Bitcoin Faucets are online websites and applications, which is basically a reward platform system for the users who get paid for completing some tasks given by the platform. In exchange for completing these tasks, users are rewarded with Satoshi. And the Satoshi earned are directly deposited in the user’s Bitcoin wallet or micro wallet.

Satoshi – It is the smallest unit of Bitcoin, which is worth one-hundredth million of a Bitcoin.

Why Bitcoin Faucets?

Bitcoin is still a relatively new term for people to understand completely. Many are in the process of learning about investing in Bitcoin. In the learning population, there are people who are conservative when it comes to investing. This is the reason Bitcoin Faucets was created. It acts as a medium to introduce people to the concept of Bitcoin investment by actually risking their own money. With this platform, Bitcoin enthusiasts can get insights about Bitcoin and also an earning opportunity.

Where does the earned Satoshi go?

When you register with a Bitcoin Faucet platform, you will have to provide your Bitcoin wallet address. All the Satoshi that is earned will directly be transferred to that wallet address. This wallet is a secure digital account, having a unique bitcoin key. For those who are new to bitcoin wallets, you may relate to the Bitcoin wallet as a traditional wallet, and the Bitcoin key can be associated with your bank account.

How do Bitcoin Faucets generate revenue?

Bitcoin is a cryptocurrency that saw exponential growth a few years ago and has made some people a lot of money. So, the very next question that pops up is, why would Bitcoin Faucets give away coins for free? As a matter of fact, these platforms generate revenue by rewarding users with coins. The simple answer is, they earn money through advertisements.

Bitcoin Faucets are very popular among the beginners in Bitcoin. So, most of the websites host ads on their portal. Be it a pay-per-click or pay-per-impression, Bitcoin Faucets have a steady source of income through affiliate marketing. So more the users they get on board, more is going to be their revenue.

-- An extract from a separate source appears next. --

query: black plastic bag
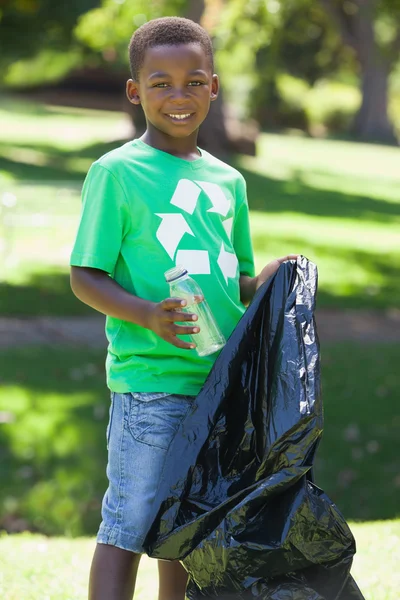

You can visit this link to find the best Bitcoin faucets of 2020.

Conclusion

If you have an interest in investing in Bitcoin but have no clue how to go about it, then Bitcoin Faucets can surely be a great option. This does not risk your money in the market but instead rewards you for learning something of your interest. Having said that, there are platforms that kill a clear user interface with a countless number of ads on the screen. So, you might have to switch from platform to platform to find the right one. Cheers!